De volgende recensie stond voor het eerst in 2003 in de krant.

Snobs en warhoofden

In Zelf God worden geeft Hans den Hartog Jager een satirisch beeld van de Wereld van de Moderne Kunst. Die wereld van de smetteloos witte galeriezalen waar reusachtige doeken aan de muur hangen met onduidelijke stippen of streepjes erop, of waar een brandende lamp tot kunst is verklaard, of waar op een aantal schappen stofzuigers wanhopig proberen er interessant en kunstzinnig uit te zien.

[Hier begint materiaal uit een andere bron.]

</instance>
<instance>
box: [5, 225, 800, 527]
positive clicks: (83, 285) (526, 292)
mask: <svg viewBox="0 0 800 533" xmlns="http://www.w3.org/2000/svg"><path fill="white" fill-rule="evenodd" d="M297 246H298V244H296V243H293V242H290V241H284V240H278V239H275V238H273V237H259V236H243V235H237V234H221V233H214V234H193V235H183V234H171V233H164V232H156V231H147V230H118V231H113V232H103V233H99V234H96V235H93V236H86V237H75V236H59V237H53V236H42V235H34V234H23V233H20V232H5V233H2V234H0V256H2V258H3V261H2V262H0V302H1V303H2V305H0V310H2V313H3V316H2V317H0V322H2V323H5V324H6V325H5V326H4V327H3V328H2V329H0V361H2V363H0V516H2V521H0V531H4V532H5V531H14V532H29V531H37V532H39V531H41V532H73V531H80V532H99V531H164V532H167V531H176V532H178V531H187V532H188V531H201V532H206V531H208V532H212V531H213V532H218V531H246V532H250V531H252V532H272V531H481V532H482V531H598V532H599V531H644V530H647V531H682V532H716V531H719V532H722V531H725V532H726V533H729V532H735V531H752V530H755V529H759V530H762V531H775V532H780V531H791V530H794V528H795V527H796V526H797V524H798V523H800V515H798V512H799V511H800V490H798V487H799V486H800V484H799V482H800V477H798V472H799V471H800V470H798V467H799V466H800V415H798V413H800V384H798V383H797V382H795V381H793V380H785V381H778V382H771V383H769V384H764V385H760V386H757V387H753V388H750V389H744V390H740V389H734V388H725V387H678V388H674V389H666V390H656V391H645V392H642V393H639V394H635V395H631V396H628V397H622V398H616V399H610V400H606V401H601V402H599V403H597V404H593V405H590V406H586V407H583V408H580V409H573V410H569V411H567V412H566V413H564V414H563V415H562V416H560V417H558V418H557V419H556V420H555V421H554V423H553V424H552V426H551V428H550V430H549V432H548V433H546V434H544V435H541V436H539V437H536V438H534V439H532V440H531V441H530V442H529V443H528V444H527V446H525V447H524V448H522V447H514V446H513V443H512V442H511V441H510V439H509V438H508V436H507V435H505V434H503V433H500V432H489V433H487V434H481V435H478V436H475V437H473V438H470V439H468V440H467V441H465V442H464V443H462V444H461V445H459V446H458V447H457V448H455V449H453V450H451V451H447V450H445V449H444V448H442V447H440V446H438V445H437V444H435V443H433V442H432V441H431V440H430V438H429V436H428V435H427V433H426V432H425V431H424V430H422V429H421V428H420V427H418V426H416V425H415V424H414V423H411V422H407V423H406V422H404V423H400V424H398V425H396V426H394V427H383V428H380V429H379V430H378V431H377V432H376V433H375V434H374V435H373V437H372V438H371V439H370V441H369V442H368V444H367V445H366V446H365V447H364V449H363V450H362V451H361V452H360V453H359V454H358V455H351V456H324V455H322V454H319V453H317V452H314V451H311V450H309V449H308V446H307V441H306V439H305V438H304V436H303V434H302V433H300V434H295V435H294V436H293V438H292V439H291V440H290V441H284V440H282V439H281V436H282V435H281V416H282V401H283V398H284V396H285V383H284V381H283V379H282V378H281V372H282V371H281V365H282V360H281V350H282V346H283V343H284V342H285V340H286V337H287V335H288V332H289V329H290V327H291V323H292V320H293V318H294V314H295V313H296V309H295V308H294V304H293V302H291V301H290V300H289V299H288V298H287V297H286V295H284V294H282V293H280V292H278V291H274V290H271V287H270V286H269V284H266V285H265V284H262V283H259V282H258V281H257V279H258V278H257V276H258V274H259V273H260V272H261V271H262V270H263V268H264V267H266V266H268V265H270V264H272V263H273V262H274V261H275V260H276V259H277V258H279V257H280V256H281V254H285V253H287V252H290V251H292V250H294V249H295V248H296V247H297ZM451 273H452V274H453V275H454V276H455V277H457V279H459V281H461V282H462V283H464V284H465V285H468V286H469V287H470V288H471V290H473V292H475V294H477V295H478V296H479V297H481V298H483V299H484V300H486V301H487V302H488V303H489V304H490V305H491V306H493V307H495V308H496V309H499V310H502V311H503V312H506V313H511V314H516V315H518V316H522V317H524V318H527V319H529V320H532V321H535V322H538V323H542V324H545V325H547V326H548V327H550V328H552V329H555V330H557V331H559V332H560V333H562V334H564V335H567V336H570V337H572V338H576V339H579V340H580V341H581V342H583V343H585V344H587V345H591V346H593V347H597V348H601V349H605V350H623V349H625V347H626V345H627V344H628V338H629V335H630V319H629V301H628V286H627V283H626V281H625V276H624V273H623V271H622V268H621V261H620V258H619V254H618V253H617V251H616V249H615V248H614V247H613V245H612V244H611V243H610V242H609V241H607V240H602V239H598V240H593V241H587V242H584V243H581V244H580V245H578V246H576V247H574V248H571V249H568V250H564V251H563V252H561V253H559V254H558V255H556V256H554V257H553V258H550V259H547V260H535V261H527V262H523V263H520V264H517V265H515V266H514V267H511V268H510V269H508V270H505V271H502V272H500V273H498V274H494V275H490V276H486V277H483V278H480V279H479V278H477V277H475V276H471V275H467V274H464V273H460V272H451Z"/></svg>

De ‘beautiful people’ hangen er licht verveeld rond, strak gekapte vrouwen gekleed in modieuze mantelpakjes zwaaien er de scepter en de hypes volgen elkaar in razendsnel tempo op. Binnen dit beeld van deze wereld piekeren kunstenaars er allang niet meer over iets met hun eigen handen te maken. Dat hoeft gelukkig niet meer, alles is kunst, als je er maar wel plechtig bij blijft kijken en genoeg kunstkenners bereid vindt een kunststempel op je werk te drukken. Het werk zelf doet er niet meer toe, alles draait om de ‘impact’ van de kunstenaar.

Den Hartog Jager vertelt de geschiedenis van de jonge galeriehouder Thomas Locher die min of meer toevallig in deze wereld terechtkomt en geïnteresseerd raakt in het werk van de wereldberoemde kunstenaar Lucas Thorvaldsen die bezig is een theorie over het ‘nieuwe modernisme’ te ontwerpen. Het zal allemaal wel. In ieder geval laat Locher zich door dit evidente warhoofd inpalmen en raakt hij betrokken bij diens creatie van een Ultiem Kunstwerk.

We reizen met onze held mee naar Aix-en-Provence, de woonplaats van Cézanne, die daar keer op keer de Mont Sainte-Victoire schilderde, beklimmen die berg en raken, zo lijkt het, betrokken bij een complot rond het graf van Picasso. En ondertussen maakt Den Hartog Jager van de gelegenheid gebruik allerlei informatie in zijn boek rond te strooien over kunst in het algemeen, over Cézanne, Bas Jan Ader, Picasso en vele, vele anderen.

De schrijver laat merken dat hij de kunstwereld goed kent. Hij maakt er grappen over, voert een groot aantal warhoofden en snobs op, geeft af en toe staaltjes van zeden en gewoonten van deze wereld en hij heeft duidelijk plezier in de opzet van zijn roman. Is het daarmee ook een goed boek geworden?

Het is, zoals dat heet, ‘vlot’ geschreven, met heldere scènes erin en duidelijke taal, je leest het zo even weg. Dat kan natuurlijk een voordeel zijn, maar die vlotheid heeft te veel te maken met het net te grappige en te clichématige beeld dat hij van moderne kunstenaars, galeriehouders en kunstkopers neerzet. Eigenlijk weten we alles al uit allerlei leuk bedoelde artikelen in kranten over moderne kunst: die rare kunstenaars toch, wat een oplichters en wat een aanstellerig wereldje is dit.

Dit boek bevestigt alle vooroordelen. De figuren erin blijven typen in een bordkartonnen wereld, waar je heel af en toe heel even om moet lachen, maar waarvan je niet de indruk krijgt dat je er nu iets meer over weet, laat staan dat er sprake is van een verbluffende nieuwe visie.

Het wordt tijd dat er een schrijver opstaat die de moderne kunstwereld onbekommerd en hartstochtelijk beschrijft, bevrijd van vooroordelen en al te gewild grappige prietpraat over kunst. Zo’n boek is dit niet geworden.

Kees ’t Hart

Hans den Hartog Jager – Zelf God worden. De Bezige Bij, Amsterdam. 364 blz.

Deze recensie verscheen voor het eerst in de Leeuwarder Courant op 28 maart 2003.